Question

 A die is thrown 4 times. The probability of getting perfect square in at least one throw is:
A. $\dfrac{16}{81}$
B. $\dfrac{65}{81}$
C. $\dfrac{23}{81}$
D. $\dfrac{55}{81}$

Answer 1

Hint: We are going to find the probability of getting a perfect square in at least one throw of a die by subtracting the probability of not getting a perfect square not in any throw from 1.

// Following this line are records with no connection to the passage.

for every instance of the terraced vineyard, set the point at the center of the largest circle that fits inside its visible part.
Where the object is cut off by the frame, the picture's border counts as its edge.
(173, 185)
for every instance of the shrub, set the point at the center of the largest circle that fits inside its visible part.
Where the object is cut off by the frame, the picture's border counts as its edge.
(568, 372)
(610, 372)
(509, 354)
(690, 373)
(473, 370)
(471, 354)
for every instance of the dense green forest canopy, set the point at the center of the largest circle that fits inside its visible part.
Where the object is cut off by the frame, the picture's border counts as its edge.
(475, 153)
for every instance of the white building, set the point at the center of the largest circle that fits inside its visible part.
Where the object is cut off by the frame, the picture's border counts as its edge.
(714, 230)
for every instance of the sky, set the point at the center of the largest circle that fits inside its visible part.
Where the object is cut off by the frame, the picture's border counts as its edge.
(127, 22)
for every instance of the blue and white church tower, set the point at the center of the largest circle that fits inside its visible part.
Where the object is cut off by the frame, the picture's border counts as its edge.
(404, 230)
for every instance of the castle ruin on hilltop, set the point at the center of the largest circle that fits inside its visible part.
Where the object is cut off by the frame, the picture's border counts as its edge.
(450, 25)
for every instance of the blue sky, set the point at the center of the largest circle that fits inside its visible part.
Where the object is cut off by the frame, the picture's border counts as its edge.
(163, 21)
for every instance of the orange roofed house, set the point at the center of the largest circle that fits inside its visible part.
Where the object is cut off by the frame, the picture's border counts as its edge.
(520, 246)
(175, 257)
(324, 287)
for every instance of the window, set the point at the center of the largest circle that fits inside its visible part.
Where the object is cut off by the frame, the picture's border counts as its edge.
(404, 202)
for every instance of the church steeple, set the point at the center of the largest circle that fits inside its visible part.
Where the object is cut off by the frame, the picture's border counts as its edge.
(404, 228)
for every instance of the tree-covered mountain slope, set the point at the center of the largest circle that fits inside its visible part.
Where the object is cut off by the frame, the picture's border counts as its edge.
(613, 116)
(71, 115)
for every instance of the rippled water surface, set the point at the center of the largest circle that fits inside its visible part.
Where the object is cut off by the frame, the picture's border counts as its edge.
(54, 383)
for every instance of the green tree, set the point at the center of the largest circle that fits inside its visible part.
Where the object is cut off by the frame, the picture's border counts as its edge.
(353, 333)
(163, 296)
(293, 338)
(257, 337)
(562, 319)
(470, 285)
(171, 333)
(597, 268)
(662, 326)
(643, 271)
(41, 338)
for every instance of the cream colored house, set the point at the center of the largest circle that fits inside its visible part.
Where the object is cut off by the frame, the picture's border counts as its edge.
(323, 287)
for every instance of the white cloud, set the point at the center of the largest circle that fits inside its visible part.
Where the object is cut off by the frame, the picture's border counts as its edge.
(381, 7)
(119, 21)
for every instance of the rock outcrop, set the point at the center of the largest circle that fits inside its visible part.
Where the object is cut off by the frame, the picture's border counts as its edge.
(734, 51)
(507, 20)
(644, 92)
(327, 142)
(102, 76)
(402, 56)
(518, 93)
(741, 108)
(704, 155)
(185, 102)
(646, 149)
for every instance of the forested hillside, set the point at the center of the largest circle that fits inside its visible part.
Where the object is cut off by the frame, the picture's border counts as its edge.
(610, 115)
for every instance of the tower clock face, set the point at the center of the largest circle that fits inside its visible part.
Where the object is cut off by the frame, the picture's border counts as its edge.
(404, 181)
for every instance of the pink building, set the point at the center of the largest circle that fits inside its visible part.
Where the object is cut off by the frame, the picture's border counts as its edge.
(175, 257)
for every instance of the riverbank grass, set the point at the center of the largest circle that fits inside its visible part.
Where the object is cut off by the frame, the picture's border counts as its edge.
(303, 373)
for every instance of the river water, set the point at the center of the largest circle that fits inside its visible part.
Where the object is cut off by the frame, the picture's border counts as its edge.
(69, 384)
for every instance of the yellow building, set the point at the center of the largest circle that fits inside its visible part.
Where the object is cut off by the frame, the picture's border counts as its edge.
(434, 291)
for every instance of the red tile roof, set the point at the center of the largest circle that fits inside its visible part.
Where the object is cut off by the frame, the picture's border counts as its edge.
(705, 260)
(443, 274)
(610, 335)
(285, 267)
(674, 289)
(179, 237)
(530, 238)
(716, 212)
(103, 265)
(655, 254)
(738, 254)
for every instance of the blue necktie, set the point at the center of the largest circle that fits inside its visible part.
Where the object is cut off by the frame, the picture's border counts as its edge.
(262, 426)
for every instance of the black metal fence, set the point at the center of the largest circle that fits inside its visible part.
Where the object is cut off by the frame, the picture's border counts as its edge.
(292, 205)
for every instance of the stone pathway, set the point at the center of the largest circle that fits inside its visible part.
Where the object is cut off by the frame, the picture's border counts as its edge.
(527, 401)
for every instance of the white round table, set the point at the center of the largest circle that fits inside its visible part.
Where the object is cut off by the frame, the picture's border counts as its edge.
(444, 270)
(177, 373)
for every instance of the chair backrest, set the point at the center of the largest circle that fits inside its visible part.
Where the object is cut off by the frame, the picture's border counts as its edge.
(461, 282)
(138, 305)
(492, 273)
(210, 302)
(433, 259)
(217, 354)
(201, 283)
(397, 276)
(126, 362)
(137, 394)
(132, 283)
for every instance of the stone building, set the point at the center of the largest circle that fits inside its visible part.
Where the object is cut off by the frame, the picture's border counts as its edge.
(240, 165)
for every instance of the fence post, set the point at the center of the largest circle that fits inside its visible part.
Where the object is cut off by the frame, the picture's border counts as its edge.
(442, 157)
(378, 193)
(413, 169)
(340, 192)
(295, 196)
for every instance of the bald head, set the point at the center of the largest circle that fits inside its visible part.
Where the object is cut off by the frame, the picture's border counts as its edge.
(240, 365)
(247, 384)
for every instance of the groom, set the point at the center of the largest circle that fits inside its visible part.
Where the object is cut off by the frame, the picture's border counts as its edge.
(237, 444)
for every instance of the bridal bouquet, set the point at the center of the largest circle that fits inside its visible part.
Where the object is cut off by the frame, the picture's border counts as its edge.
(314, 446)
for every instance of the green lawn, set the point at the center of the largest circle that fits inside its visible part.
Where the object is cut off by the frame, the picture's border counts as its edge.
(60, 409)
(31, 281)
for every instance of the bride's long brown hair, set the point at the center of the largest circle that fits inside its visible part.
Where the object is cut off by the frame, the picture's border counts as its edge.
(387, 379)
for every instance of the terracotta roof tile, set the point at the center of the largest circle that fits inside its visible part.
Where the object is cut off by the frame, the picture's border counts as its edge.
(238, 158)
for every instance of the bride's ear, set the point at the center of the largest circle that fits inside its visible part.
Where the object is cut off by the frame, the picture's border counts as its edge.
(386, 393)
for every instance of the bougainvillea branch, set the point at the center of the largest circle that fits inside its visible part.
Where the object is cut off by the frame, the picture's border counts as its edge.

Complete step by step answer:
We know that the value of probability is from 0 to 1.
Number of possible outcomes when a die is thrown once is 6 (1, 2, 3, 4, 5, and 6).
Now, to get a perfect square as an outcome, two outcomes are possible (1, 4) in one throw of a die.
To not get a perfect square as an outcome, 4 outcomes are possible (2, 3, 5, 6) in one throw of a die.
Probability of any outcome on a die =$\dfrac{\text{Favourable outcome}}{\text{Total outcomes}}$
Now, we have to find the probability of getting a perfect square in at least one throw when a die is thrown four times.
Probability of getting a perfect square in at least one throw = 1 – (Probability of not getting a perfect square in any throw)
Probability of not getting a perfect square in one throw is$\dfrac{4}{6}$.
Probability of not getting a perfect square in 4 throws of a die is$\dfrac{4}{6}\times \dfrac{4}{6}\times \dfrac{4}{6}\times \dfrac{4}{6}$.
Using the above relation to find the probability of getting a perfect square in at least one throw is:
=$\begin{align}
  & 1-\left( \dfrac{4}{6}\times \dfrac{4}{6}\times \dfrac{4}{6}\times \dfrac{4}{6} \right) \\
 & =1-\left( \dfrac{2}{3}\times \dfrac{2}{3}\times \dfrac{2}{3}\times \dfrac{2}{3} \right) \\
 & =1-\left( \dfrac{16}{81} \right) \\
 & =\dfrac{65}{81} \\
\end{align}$
Hence, the correct option is (b).

Note: The alternative way of solving the above problem is to find the probability of getting a perfect square once, twice, thrice and four times and then add all the cases but it will be a lengthy process so it’s better to solve the problem as discussed in the solution part.